Hyperparameters
All hyperparameters are stored on-chain in hparams.move and are governance-updatable. No node restart is required — nodes read hyperparameters from the chain at the start of each window.
Parameter Reference
| Parameter | Default | Description |
|---|---|---|
window_duration_ms |
600,000 | Window length in milliseconds (10 minutes) |
put_window_open_ms |
480,000 | Gradient upload deadline within a window (8 minutes) |
topk_compression |
32 | Number of top-k DCT coefficients transmitted per gradient |
top_g |
15 | Number of top-ranked peers selected for aggregation |
openskill_beta |
25/6 ≈ 4.17 | OpenSkill performance variance parameter |
openskill_tau |
25/300 ≈ 0.083 | OpenSkill drift per window (skill decay) |
emission_per_window |
70,000,000,000 | Tokens emitted per window in base units (= 70 VRAM at 9 decimals) |
checkpoint_frequency |
100 | Windows between checkpoint anchoring |
min_miner_stake |
1,000,000,000 | Minimum stake to register as miner (1 SUI = 1e9 MIST) |
min_validator_stake |
10,000,000,000 | Minimum stake to register as validator (10 SUI) |
validator_offset |
2 | Number of windows a new validator must wait before evaluating |
gauntlet_gamma |
0.99 | Decay factor applied to gauntlet scores each window |
sync_threshold |
3 | Minimum gradient size ratio for a peer to pass the sync fast-eval check |
Understanding Key Parameters
window_duration_ms and put_window_open_ms
The window is split into two phases:
t=0ms t=480,000ms t=600,000ms
│ │ │
├── training phase ─────────┤── score phase ─────┤
│ (miners train + upload) │ (validators eval) │
Miners must upload their gradient before put_window_open_ms. After that deadline, validators begin downloading and evaluating. This separation prevents validators from racing to evaluate while miners are still uploading.
topk_compression
Controls the compression ratio.

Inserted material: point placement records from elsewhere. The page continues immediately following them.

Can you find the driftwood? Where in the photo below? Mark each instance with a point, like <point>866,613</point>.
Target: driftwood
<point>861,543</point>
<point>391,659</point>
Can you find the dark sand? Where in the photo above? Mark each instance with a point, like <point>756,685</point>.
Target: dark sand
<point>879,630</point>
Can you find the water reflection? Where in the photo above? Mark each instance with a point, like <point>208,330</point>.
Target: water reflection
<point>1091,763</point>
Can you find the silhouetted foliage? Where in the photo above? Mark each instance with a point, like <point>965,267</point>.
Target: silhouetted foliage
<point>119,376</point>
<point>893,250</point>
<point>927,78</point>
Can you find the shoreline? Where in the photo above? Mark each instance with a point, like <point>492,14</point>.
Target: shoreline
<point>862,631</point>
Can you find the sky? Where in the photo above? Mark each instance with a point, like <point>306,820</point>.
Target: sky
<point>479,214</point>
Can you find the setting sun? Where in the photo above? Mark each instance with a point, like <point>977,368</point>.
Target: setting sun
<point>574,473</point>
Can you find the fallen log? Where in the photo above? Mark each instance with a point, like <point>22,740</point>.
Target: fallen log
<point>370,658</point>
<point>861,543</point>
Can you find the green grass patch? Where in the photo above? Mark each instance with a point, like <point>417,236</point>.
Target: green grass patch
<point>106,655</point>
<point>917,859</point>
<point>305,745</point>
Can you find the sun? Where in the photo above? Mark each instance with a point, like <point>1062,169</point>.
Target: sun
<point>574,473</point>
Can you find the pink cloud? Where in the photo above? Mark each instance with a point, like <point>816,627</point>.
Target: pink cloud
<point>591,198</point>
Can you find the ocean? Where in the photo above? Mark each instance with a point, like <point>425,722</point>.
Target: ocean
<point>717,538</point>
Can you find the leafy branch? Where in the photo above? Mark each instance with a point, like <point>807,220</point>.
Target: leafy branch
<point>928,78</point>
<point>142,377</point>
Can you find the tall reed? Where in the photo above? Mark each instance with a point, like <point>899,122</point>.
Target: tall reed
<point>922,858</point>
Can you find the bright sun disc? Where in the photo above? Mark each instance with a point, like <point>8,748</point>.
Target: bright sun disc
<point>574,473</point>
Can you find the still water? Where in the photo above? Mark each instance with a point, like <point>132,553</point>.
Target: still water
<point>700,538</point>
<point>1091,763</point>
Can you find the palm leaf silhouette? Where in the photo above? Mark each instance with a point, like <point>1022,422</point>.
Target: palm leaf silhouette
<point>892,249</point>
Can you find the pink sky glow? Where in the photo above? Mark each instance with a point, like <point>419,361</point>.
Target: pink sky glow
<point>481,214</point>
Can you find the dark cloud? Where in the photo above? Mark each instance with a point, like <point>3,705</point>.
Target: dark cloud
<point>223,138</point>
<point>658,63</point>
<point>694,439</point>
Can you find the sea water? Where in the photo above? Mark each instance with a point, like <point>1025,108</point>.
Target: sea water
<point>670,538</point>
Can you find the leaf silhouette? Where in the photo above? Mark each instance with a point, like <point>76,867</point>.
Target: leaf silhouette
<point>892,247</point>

With topk_compression = 32, only 32 DCT coefficients are transmitted per gradient tensor. Higher values mean better gradient quality but larger uploads.

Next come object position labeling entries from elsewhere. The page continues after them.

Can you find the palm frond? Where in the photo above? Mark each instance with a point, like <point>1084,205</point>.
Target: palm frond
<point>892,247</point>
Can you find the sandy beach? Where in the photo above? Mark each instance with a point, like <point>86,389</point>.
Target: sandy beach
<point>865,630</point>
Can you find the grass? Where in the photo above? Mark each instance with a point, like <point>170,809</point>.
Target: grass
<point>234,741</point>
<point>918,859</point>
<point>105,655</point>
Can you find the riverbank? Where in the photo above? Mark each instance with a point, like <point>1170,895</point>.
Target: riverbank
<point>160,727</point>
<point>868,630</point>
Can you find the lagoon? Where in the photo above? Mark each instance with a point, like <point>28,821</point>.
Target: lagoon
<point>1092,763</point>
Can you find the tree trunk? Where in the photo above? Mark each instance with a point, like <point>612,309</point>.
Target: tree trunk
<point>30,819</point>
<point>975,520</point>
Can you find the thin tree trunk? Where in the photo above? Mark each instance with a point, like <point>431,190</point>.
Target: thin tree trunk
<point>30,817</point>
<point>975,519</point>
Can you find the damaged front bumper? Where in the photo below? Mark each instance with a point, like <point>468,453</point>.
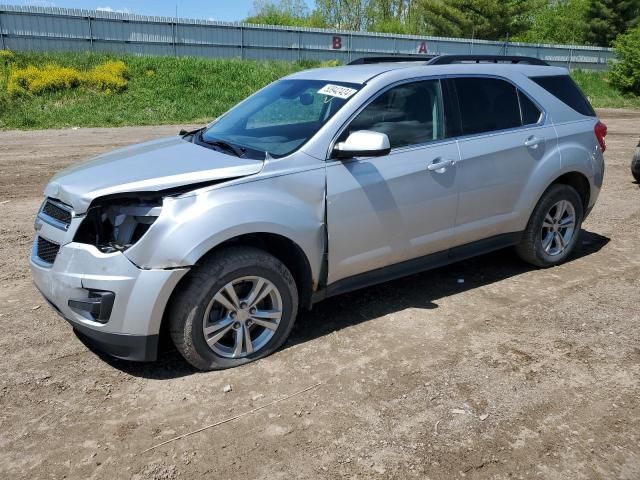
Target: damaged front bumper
<point>110,302</point>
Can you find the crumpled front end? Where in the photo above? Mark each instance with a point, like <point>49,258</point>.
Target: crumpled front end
<point>106,298</point>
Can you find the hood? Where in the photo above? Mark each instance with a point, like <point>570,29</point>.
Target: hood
<point>146,167</point>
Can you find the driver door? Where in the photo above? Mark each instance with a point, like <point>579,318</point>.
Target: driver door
<point>386,210</point>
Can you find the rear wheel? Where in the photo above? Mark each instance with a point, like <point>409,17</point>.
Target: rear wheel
<point>554,227</point>
<point>238,306</point>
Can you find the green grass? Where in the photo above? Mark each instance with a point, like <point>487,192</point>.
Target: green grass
<point>161,90</point>
<point>601,94</point>
<point>165,90</point>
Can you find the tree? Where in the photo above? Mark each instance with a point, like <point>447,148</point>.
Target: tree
<point>343,14</point>
<point>281,12</point>
<point>606,19</point>
<point>562,21</point>
<point>484,19</point>
<point>625,73</point>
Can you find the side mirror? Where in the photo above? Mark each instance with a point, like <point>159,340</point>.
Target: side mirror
<point>363,143</point>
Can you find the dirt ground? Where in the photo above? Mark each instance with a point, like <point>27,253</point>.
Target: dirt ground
<point>515,373</point>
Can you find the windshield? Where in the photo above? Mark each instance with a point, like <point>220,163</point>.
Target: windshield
<point>280,118</point>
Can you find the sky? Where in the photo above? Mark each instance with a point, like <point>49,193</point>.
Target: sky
<point>225,10</point>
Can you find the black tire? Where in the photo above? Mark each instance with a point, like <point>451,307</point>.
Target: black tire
<point>530,249</point>
<point>188,306</point>
<point>635,165</point>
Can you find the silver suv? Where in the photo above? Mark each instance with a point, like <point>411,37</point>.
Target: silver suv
<point>323,182</point>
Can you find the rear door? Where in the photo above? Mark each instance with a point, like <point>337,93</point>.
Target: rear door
<point>503,136</point>
<point>384,210</point>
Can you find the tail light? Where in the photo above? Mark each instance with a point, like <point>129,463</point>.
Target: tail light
<point>601,132</point>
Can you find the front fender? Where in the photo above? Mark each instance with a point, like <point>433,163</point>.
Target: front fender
<point>289,205</point>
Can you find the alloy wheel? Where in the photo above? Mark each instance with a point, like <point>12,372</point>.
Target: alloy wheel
<point>242,317</point>
<point>558,228</point>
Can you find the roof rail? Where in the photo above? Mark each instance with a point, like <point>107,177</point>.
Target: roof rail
<point>449,59</point>
<point>406,58</point>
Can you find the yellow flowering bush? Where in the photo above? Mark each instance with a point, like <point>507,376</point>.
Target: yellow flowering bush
<point>109,76</point>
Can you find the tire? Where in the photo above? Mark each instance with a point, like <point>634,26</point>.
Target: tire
<point>635,165</point>
<point>205,292</point>
<point>534,247</point>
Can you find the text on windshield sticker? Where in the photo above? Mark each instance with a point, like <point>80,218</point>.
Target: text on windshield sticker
<point>337,91</point>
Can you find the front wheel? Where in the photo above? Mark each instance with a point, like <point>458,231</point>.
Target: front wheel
<point>554,227</point>
<point>238,306</point>
<point>635,165</point>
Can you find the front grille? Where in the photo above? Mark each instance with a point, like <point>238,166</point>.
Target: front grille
<point>57,212</point>
<point>47,251</point>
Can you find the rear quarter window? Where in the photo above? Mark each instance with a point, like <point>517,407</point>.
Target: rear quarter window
<point>565,89</point>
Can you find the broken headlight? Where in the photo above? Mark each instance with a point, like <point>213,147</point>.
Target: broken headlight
<point>117,225</point>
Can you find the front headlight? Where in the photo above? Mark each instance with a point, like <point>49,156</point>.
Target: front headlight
<point>118,224</point>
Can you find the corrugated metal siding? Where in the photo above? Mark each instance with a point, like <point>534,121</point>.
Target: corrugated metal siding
<point>60,29</point>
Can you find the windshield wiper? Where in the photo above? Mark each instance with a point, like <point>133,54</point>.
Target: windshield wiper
<point>237,151</point>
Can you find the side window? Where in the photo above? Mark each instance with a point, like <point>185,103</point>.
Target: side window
<point>530,113</point>
<point>410,114</point>
<point>565,89</point>
<point>487,104</point>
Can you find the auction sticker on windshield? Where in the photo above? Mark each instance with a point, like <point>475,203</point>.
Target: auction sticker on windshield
<point>337,91</point>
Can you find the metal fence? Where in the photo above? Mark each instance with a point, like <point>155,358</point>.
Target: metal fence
<point>61,29</point>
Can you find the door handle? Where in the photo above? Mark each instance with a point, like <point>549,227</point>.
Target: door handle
<point>440,166</point>
<point>533,142</point>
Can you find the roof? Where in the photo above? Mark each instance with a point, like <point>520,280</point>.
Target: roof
<point>362,73</point>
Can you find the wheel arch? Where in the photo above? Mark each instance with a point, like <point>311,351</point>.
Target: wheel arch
<point>281,247</point>
<point>580,182</point>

The effective compression ratio depends on model size. For a 1B-parameter model, topk_compression = 32 provides extremely aggressive compression (~99.997% reduction); validators tolerate some approximation error because the loss delta evaluation captures the net effect.
top_g
Each window, only the top top_g miners (by OpenSkill ordinal) contribute their gradients to the aggregated checkpoint. This prevents low-quality gradients from polluting the shared model state.

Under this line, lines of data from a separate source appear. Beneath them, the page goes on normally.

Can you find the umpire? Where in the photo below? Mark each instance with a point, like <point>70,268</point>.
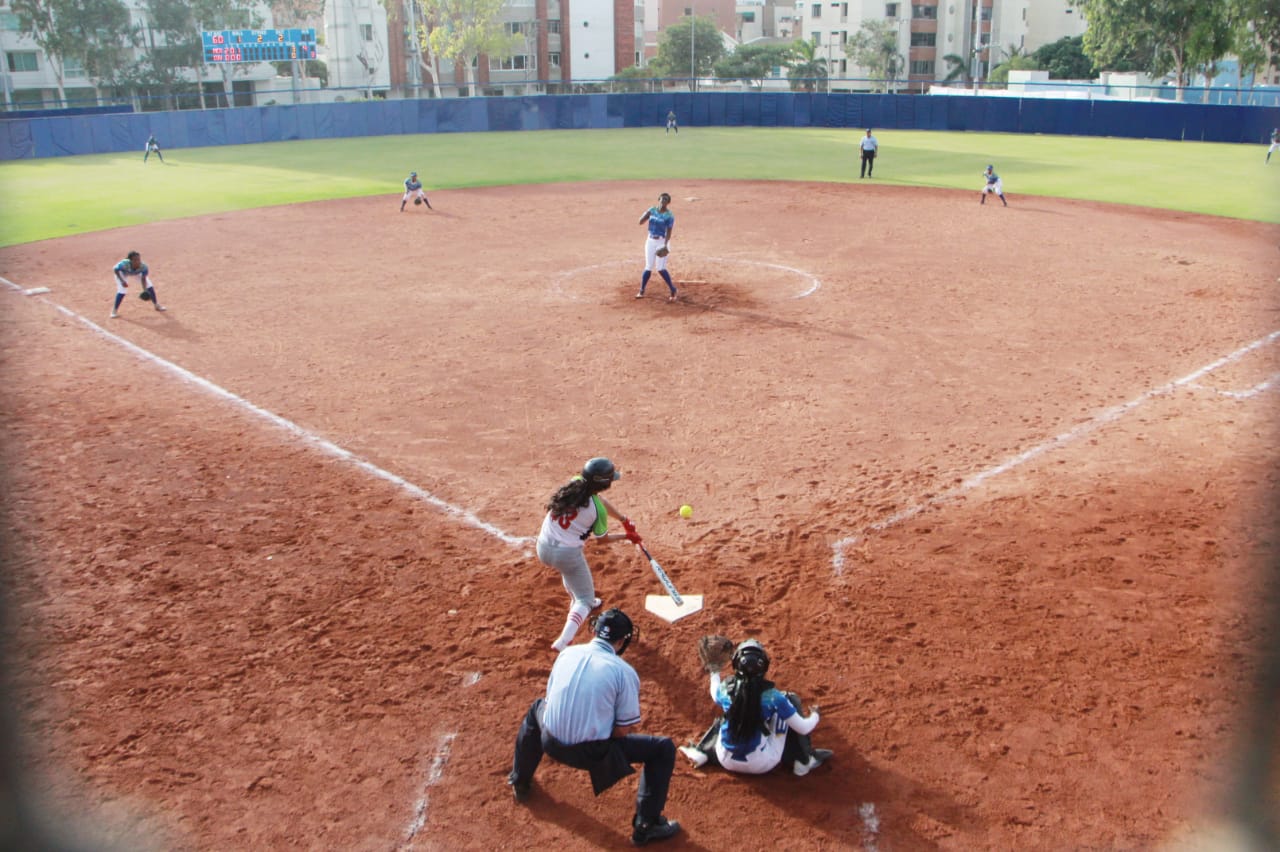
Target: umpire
<point>869,146</point>
<point>593,697</point>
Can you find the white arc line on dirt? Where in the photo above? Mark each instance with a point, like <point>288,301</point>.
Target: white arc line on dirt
<point>433,777</point>
<point>297,431</point>
<point>1101,418</point>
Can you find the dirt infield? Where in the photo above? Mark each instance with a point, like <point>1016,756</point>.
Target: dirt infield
<point>988,482</point>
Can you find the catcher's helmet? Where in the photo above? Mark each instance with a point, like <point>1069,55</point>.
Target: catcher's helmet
<point>612,626</point>
<point>750,659</point>
<point>599,473</point>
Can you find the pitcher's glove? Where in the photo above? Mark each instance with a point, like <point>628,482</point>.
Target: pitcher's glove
<point>714,651</point>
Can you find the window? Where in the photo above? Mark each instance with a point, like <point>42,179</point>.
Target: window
<point>23,60</point>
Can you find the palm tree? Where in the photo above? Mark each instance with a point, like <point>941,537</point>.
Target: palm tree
<point>808,73</point>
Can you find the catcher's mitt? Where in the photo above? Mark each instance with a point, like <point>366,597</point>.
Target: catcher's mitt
<point>714,651</point>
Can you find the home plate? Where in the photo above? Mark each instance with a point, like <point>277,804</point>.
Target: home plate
<point>668,610</point>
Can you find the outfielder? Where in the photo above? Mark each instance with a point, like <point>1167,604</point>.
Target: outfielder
<point>414,189</point>
<point>662,221</point>
<point>151,147</point>
<point>993,184</point>
<point>575,513</point>
<point>129,266</point>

openskill_beta and openskill_tau
betacontrols how much a single window's result can move a miner's skill estimate. Higher beta → more uncertainty → slower convergence to stable ratings.taucontrols how quickly ratings drift toward the prior when a miner is inactive. Higher tau → ratings decay faster → more emphasis on recent windows.
checkpoint_frequency
Checkpoints are anchored on-chain every checkpoint_frequency windows. In between, miners load the most recent available checkpoint. Increasing this reduces on-chain storage costs but increases the amount of training state that may be lost if an aggregator fails.
Governance
Hyperparameters are updated via the update_hparams entry function in hparams.move, which requires the HparamsAdminCap. In production, governance will route this through a multisig or DAO structure.
Changes take effect at the next window boundary — nodes read fresh hyperparameters at the start of each window loop.